American Indian Baskets

This exhibition includes baskets from many Indian tribes in North America and offers insights into the individual regions and histories of each tribe. The botanical fibers and materials used for dyes in the baskets reflect the locales in which the baskets were produced while the decorative patterns and methods of ornamentation reveal much about the characteristics of the tribes.

Because indigenous botanical fibers vary greatly in the regions from which these baskets emanated, this is an extremely diversified collection. Display items include a Haida split root basket, an Alaskan beach grass basket, a large Mohican covered basket of woven elm splints, Santa Domingo and San Juan willow baskets, a Choctaw basket plaited of dyed river cane, and a Cherokee wicker weave buckbrush or honeysuckle basket.

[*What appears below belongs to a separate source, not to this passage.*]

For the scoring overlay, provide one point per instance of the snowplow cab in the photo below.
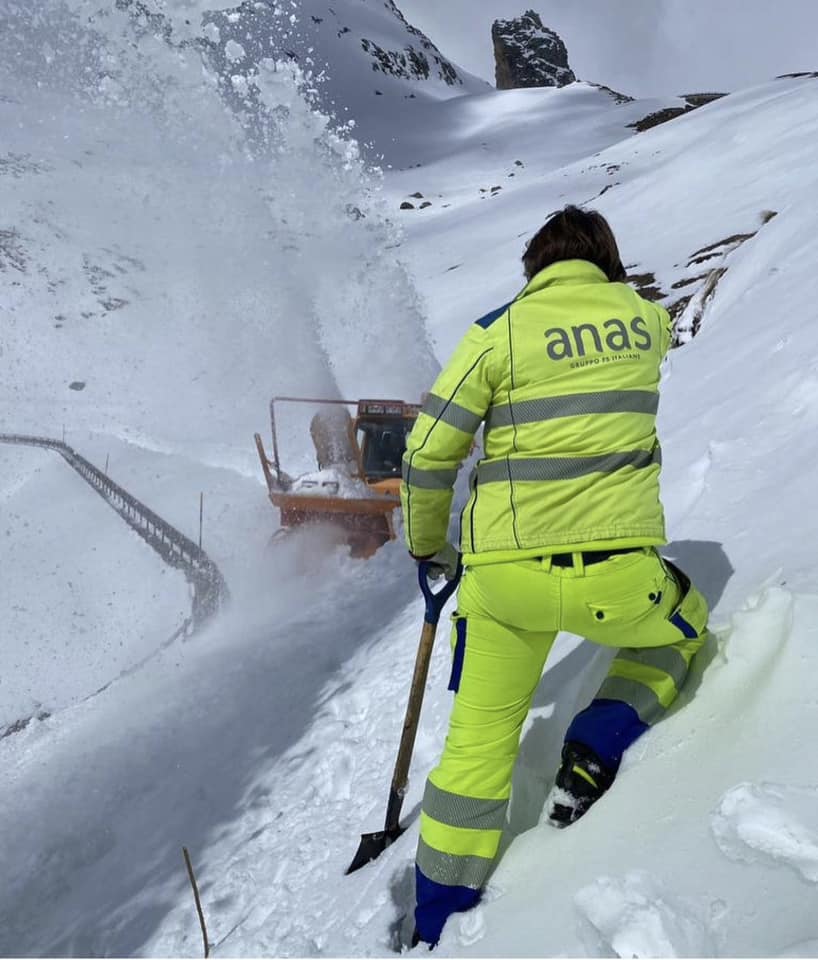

Baskets were intimately associated with the most important stages of life, including birth, puberty, marriage and death. Among the display items commemorating important events are Apache and Navaho wedding baskets and a Hopi reward plaque.

Indians also used baskets for a variety of household and utility purposes. Some of the uses are suggested by the following pieces: a Southwest pitch sealed twine canteen, a dyed willow olla, a Rappahannock household storage basket from Virginia and a western Klamath rafia basket.

Baskets and photographs of baskets in all five major weaves -- coil, twine, twill, wicker and imbricated -- are included in this display.

Many fine Northwest coast baskets, along with examples of baskets from the Southeast, Northeast, Plains and Woodland tribes, make up this exhibition. Highlights include several Makah oval and lidded baskets and an Apache figural basket decorated with people and deer.